И сам, конечно, поехал за добычей, нет чтобы егеря отправить или еще кого, сам подстрелить хотел, хотя настроение у него было совсем не для охоты. На охоту ведь как нужно ехать? Чтобы ветер в ушах свистел. Не важно, удача сопутствует или нет, без ветра, не в голове даже – в душе, на лесных стежках-дорожках делать совсем нечего, ведь башенных удача не любит, фартит только тем, кто без руля и без ветрил. А он поехал понуро, сосредоточенно, поехал собравшись, не велел суматошничать, в рожки гудеть, велел по-быстрому да по-тихому, на дело едем, а не на охоту, проговорился, никого больше загонять не станем, только лося или оленя – завалим, и дело с концом.

– Летом на лося, – недоумевал егерь. – Да какой же летом в лосе толк? Шкура его вся в оспинах да поедена личинками, на лося-то лучше по первому снежку!

– Не твоего ума дело, – оборвал его Петр Семенович, – сказал лось, олень, значит туда и будем целиться.
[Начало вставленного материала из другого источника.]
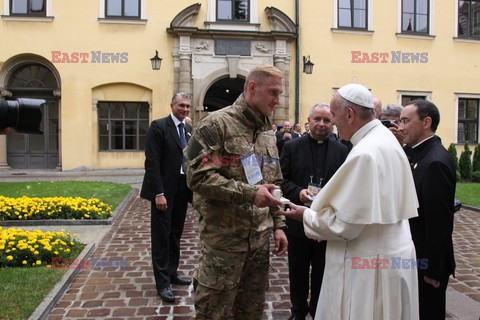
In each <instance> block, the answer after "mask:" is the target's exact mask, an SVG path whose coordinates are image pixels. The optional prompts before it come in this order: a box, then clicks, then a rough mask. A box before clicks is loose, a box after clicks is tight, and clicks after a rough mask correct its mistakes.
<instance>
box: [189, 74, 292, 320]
mask: <svg viewBox="0 0 480 320" xmlns="http://www.w3.org/2000/svg"><path fill="white" fill-rule="evenodd" d="M282 80H283V74H282V72H281V71H280V70H278V69H277V68H275V67H273V66H267V65H261V66H257V67H255V68H254V69H253V70H252V71H251V72H250V73H249V75H248V76H247V79H246V82H245V90H244V93H243V94H242V95H240V96H239V97H238V99H237V101H235V102H234V104H233V105H232V106H229V107H226V108H224V109H222V110H219V111H217V112H214V113H212V114H210V115H209V116H207V117H206V118H204V119H202V120H201V121H200V122H199V123H198V124H197V125H196V126H195V130H194V133H193V136H192V137H191V138H190V141H189V144H188V146H187V149H186V151H185V155H186V158H187V184H188V186H189V187H190V189H192V190H193V192H194V204H195V208H196V209H197V211H198V212H199V213H200V219H199V229H200V238H201V241H202V256H201V257H200V261H199V265H198V267H197V269H196V270H195V273H194V291H195V309H196V318H195V319H197V320H204V319H209V320H217V319H224V320H227V319H228V320H232V319H235V320H241V319H245V320H255V319H259V320H260V319H262V315H263V309H264V304H265V295H266V291H267V289H268V268H269V255H270V252H269V238H270V234H271V233H272V229H273V230H275V231H274V240H275V248H274V249H273V253H274V254H276V255H282V254H284V253H285V251H286V248H287V239H286V236H285V233H284V230H285V228H286V225H285V217H284V216H282V215H279V214H278V213H277V212H278V210H279V208H280V206H281V202H280V201H279V200H278V199H276V198H274V197H273V196H272V195H271V193H270V191H272V190H273V189H274V188H277V186H276V185H280V183H281V182H282V173H281V167H280V163H279V158H278V151H277V148H276V139H275V136H274V134H273V132H272V131H271V128H272V125H271V122H270V119H269V118H268V117H269V116H271V115H272V114H273V111H274V109H275V107H276V106H277V105H278V103H279V97H280V94H281V93H282ZM251 154H253V155H255V156H256V157H252V158H247V156H248V155H251ZM253 159H257V162H258V167H259V168H260V171H261V176H262V180H261V181H259V183H257V184H256V185H255V184H252V183H249V182H248V180H247V177H246V173H245V171H244V169H245V167H249V166H250V165H253V164H254V163H255V161H252V160H253ZM242 160H243V163H242ZM251 182H252V181H251Z"/></svg>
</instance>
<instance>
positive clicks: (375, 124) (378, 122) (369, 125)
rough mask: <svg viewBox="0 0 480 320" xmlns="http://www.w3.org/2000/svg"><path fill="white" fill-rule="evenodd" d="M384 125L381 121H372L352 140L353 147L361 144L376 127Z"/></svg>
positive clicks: (354, 135)
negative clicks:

Как же я тут вас всех распустил, расхорохорились! – добавил он зло.

Он подстрелил лосиху только к вечеру, намаялся по душному еще лесу, комарье совсем остервеневшее выпило, кажется, всю его кровь, охотились загоном, выстрелил он не метко, попал в голову и только подранил старую уже лосиху, которую долго потом пытались добрать по кустам да бурелому.
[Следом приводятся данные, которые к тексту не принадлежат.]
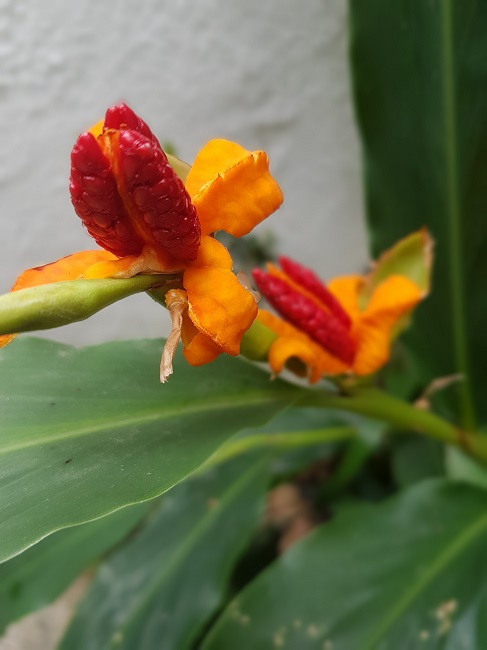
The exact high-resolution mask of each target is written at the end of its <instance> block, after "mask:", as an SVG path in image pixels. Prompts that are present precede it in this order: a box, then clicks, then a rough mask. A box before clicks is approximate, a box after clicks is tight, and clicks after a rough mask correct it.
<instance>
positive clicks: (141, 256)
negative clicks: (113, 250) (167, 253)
mask: <svg viewBox="0 0 487 650" xmlns="http://www.w3.org/2000/svg"><path fill="white" fill-rule="evenodd" d="M182 267H183V265H182V264H181V263H180V262H177V261H175V260H174V259H173V258H170V257H169V256H167V257H166V258H163V257H161V255H160V254H159V252H156V251H154V250H153V249H152V248H151V247H150V246H145V247H144V250H143V251H142V253H141V254H140V255H126V256H125V257H115V256H113V259H111V260H107V261H102V262H98V263H97V264H93V265H92V266H90V267H89V268H88V269H86V271H85V273H84V276H83V277H85V278H87V279H90V280H91V279H96V278H133V277H134V275H138V274H139V273H177V272H179V271H181V270H182Z"/></svg>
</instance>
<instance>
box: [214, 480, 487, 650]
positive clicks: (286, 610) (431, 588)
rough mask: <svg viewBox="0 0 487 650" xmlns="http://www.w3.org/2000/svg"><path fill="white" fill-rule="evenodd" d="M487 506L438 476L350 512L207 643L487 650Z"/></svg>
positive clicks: (260, 647) (269, 571)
Егерь, забыв первоначальные указки барина, хотел было разделать тушу тут же, кликнул подручных, они развернули ножи, но Петр Семенович грубо одернул их – везем на живодерню.

Потрошили по возвращении, ночью. Мчались во весь опор, чтобы побыстрее взрезать горло и выпустить кровь, пока не свернулась, доехали быстро, теплая еще была, и набралось ее много – бурой, густой, липкой, остро пахнущей лесной жизнью.

Сама разделка барина не заинтересовала, хоть в былые времена любил он и освежевывать, и потрошить. Чаны с кровью велел прикрыть рогожкой и сам отправился восвояси, оставив егерю распинать тушу на длинном столе, делать круговые надрезы вокруг суставов, сечь длинным ножом от хвоста до гортани, сдирать кожу, с нежностью перекладывая тушу со спины на бок и на живот, наподобие того как две ласковые материнские руки переворачивают младенца, заботливо омывая его в ванночке перед вечерним баю-бай.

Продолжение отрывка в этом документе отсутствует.